Michael McDonnell, University of Sydney, author of Masters of Empire: Great Lakes Indians and the Making of America

“In just a few short years, Age of Revolutions has established itself as one of the leading history blogs.  What makes it so cutting-edge is the editors’ consciously diverse approach to the study of revolutions.  They have broadened the chronology and widened the scope of historical understanding for academic and lay historians alike.  The range of topics covered by AoR is incredible.  Collectively, the posts offer up a vast geographical and temporal sweep, from the origins of the French Revolution to Iran’s Islamic Republic and beyond.  And the writing is as varied as the coverage, with think pieces and interviews joining more traditional essay-style historical interpretations.  Readers are treated to reconsiderations of classic texts like C.L.R. James’s Black Jacobins and to reflections on pedagogy.  I appreciate the public-facing and accessible style of the site with many of the pieces being ideal for undergraduate teaching. Thanks to the lively writing and visually arresting website design, I return to the site frequently. And as someone who has published on AoR, I found the editors a joy to work with.  They are doing the historical profession a real service.”

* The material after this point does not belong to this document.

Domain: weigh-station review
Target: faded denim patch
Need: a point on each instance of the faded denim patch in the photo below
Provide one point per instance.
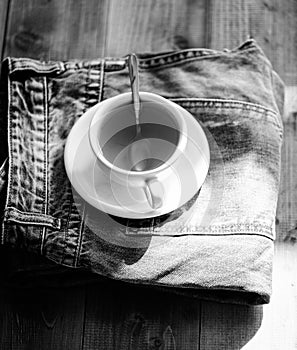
(221, 239)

Jason McGraw, Indiana University, author of The Work of Recognition: Caribbean Colombia and the Postemancipation Struggle for Citizenship

“The Age of Revolutions blog is one of the most exciting new developments in the field. It ties Atlantic history and the Age of Revolutions to 20th-century revolutions and does so from a creative, interdisciplinary, and global vantage point, blending research-driven articles with think pieces and contributions about teaching. The editorial work is truly inspired–I love the range of pieces posted, and the way the blog breaks down the Eurocentrism that made prior generations of work in this field less dynamic. When I contributed a piece myself, I was grateful for the rigorous editorial engagement from several scholars involved in the project.”

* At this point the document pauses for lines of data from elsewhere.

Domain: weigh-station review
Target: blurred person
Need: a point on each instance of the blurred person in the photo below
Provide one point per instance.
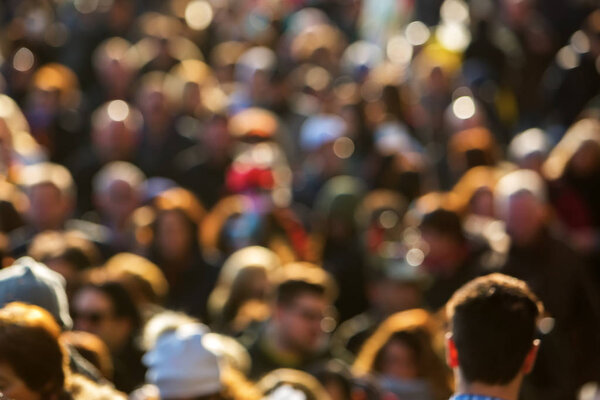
(143, 279)
(117, 192)
(451, 259)
(470, 148)
(175, 248)
(529, 149)
(17, 147)
(492, 340)
(92, 348)
(245, 280)
(116, 63)
(336, 378)
(12, 207)
(320, 163)
(255, 71)
(337, 235)
(294, 337)
(401, 353)
(29, 282)
(107, 310)
(54, 112)
(558, 277)
(67, 253)
(160, 142)
(238, 221)
(284, 383)
(33, 359)
(50, 191)
(181, 366)
(116, 133)
(573, 168)
(569, 83)
(392, 286)
(397, 161)
(207, 161)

Elena Schneider, University of California at Berkeley, author of The Occupation of Havana: War, Trade, and Slavery in the Atlantic World

“One of the most important developments in the last decade in communicating history to a wider audience is the group blog—most of these developed by early career scholars. Age of Revolutions is a real model in having a clear focus, a process of review and editing, and a range of topics and writers. For its regularly lively and geographically capacious content, it has a regular spot on the Omohundro Institute’s “Octo,” our aggregator of blogs of interest to vast early American history and historians … Kudos to the AoR founders and editors!”

Karin Wulf, William & Mary and Director of the Omohundro Institute, author of Not All Wives: Women of Colonial Philadelphia

Title image: François-René Moreau, A Proclamação da Independência, 1844.